With more quarterbacks opting to run with the ball, either horizontally or vertically or both, the NFL has given its teams a reminder as to the rules that apply when quarterbacks aren’t in the pocket.
The biggest misconception for most fans (and some players) comes when the quarterback leaves the pocket but stays behind the line of scrimmage. He loses the protection of the “one-step” rule and the Brady rule regarding hits at or below the knee. The quarterback otherwise remains protected against forcible hits to the head and neck area and hits with the helmet to any part of the quarterback’s body. (This makes the failure to flag Texans defensive end J.J. Watt for removing the helmet of Packers quarterback Aaron Rodgers even more confusing.)
Once the quarterback clearly becomes a runner, all protections evaporate — except the ordinary (and inherently subjective) rule against unnecessary roughness, including the protection that applies when any runner slides feet first.
Of course, it’s often hard to know when a quarterback clearly becomes a runner.

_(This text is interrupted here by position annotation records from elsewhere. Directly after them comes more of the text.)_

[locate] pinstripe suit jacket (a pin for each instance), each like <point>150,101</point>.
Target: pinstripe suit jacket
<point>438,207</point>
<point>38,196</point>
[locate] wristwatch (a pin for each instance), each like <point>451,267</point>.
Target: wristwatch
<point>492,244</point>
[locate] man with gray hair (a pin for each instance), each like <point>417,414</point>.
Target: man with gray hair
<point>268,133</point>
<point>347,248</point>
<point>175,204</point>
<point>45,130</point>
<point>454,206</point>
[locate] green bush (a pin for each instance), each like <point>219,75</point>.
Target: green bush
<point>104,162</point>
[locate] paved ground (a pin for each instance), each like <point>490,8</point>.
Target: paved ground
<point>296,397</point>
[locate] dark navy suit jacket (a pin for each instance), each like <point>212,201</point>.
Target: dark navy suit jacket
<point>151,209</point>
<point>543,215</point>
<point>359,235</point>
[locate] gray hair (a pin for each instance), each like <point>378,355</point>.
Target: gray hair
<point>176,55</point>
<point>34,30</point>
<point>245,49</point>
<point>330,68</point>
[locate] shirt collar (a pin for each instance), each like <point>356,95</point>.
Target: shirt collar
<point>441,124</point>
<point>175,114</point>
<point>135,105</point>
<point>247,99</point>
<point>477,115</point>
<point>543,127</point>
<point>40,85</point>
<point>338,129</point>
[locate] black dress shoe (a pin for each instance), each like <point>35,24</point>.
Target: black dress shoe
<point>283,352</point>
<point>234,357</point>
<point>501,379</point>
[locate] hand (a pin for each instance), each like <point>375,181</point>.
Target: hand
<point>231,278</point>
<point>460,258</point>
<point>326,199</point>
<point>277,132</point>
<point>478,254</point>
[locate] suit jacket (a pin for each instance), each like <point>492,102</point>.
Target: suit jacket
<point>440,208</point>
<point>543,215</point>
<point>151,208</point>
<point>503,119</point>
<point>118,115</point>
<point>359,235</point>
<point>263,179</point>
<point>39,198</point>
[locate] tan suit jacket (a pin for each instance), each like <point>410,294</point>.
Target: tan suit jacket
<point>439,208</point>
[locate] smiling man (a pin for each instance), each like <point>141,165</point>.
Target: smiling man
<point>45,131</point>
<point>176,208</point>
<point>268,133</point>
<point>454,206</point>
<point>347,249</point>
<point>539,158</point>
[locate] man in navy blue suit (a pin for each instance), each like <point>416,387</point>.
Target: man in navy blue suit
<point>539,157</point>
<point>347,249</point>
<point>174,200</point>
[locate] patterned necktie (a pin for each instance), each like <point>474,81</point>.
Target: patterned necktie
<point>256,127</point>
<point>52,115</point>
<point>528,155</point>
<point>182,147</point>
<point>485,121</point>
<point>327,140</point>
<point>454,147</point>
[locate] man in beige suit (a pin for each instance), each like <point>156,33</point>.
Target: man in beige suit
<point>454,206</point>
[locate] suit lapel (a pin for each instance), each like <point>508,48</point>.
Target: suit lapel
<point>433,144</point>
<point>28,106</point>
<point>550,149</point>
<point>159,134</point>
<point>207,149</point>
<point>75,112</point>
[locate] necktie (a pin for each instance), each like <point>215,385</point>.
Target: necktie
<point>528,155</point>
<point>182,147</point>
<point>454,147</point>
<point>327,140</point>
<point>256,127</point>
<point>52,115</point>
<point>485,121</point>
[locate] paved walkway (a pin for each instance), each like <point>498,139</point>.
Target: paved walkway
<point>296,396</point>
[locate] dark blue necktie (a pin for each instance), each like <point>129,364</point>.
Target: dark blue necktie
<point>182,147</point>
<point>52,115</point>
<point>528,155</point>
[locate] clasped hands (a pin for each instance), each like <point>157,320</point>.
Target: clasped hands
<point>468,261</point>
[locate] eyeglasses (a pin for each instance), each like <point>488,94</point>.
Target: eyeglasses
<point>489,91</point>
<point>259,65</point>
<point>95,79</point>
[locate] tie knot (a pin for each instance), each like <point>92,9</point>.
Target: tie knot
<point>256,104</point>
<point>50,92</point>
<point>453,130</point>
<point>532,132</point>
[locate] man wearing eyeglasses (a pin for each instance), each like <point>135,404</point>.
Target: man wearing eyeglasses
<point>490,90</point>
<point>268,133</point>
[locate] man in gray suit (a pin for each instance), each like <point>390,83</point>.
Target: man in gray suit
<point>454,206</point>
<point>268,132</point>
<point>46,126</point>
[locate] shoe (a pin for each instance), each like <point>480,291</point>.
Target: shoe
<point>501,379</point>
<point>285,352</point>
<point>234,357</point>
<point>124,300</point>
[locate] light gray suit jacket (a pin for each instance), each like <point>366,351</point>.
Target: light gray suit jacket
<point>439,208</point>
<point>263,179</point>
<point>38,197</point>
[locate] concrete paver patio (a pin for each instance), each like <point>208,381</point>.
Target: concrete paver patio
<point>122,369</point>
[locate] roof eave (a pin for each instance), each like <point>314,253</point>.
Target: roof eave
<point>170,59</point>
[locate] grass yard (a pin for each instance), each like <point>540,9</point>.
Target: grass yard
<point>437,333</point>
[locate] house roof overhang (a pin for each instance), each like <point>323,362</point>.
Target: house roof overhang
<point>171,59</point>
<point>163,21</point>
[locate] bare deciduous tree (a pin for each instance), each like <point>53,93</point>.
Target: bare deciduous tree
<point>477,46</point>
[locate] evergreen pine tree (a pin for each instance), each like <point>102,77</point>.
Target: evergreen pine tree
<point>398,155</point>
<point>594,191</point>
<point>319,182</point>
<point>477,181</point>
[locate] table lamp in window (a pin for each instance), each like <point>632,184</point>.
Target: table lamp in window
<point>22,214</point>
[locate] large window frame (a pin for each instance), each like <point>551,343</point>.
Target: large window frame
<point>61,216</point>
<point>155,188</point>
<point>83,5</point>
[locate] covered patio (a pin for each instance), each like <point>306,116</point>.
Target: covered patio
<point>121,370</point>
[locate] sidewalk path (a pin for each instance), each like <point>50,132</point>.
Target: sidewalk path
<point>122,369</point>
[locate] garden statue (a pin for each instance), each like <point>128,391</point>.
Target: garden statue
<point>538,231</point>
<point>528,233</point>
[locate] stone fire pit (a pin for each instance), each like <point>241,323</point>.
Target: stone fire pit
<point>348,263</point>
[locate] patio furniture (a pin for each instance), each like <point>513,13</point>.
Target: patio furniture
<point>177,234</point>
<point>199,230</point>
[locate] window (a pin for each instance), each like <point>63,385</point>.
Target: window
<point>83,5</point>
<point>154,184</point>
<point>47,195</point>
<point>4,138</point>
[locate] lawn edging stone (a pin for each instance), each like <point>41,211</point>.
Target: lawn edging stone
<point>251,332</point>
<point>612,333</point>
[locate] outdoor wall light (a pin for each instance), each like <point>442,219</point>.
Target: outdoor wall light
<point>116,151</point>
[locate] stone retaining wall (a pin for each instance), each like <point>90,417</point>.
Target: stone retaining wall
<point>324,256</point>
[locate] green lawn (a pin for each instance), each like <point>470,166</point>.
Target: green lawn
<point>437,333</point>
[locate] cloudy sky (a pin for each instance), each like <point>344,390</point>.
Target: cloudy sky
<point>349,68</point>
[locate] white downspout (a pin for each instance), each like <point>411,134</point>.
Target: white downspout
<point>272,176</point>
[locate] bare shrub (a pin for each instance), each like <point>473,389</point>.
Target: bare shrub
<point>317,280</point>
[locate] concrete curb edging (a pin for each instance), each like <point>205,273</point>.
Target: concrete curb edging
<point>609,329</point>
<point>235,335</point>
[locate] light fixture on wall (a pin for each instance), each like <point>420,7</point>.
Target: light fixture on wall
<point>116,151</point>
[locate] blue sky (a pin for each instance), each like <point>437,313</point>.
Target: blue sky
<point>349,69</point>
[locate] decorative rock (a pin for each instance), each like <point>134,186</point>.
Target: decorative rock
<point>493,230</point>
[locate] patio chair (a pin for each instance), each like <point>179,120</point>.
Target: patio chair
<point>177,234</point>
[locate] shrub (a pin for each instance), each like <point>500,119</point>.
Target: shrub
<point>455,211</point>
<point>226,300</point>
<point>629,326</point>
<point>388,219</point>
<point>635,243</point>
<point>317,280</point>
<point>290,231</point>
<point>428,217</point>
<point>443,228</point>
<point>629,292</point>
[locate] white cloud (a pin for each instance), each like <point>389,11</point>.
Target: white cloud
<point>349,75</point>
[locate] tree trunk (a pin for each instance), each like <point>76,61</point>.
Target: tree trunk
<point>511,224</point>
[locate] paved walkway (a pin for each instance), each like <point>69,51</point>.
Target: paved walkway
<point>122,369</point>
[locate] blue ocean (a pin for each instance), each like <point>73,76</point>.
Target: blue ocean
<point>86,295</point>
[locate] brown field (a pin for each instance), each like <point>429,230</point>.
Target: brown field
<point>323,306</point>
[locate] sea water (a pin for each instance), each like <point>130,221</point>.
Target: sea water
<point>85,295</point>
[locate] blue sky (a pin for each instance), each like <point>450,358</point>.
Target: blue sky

Last year, Steelers linebacker James Harrison thought Browns quarterback Colt McCoy was a runner, and then McCoy threw the ball just before Harrison delivered a wicked helmet-to-helmet hit to McCoy. Harrison was suspended for one game.
Thus, the practical rule seems to be that, if the quarterback actually throws the ball, he’s not clearly a runner, even if he seemed to be one.
When it comes to running the option or handing the ball off in a read-option look and then pretending to run without the ball as a fake, there are no special protections. Likewise, no special protections apply if the quarterback running an option play pitches the ball to another runner.
Somewhere, the replacement officials are glad they don’t have to keep all this stuff straight anymore.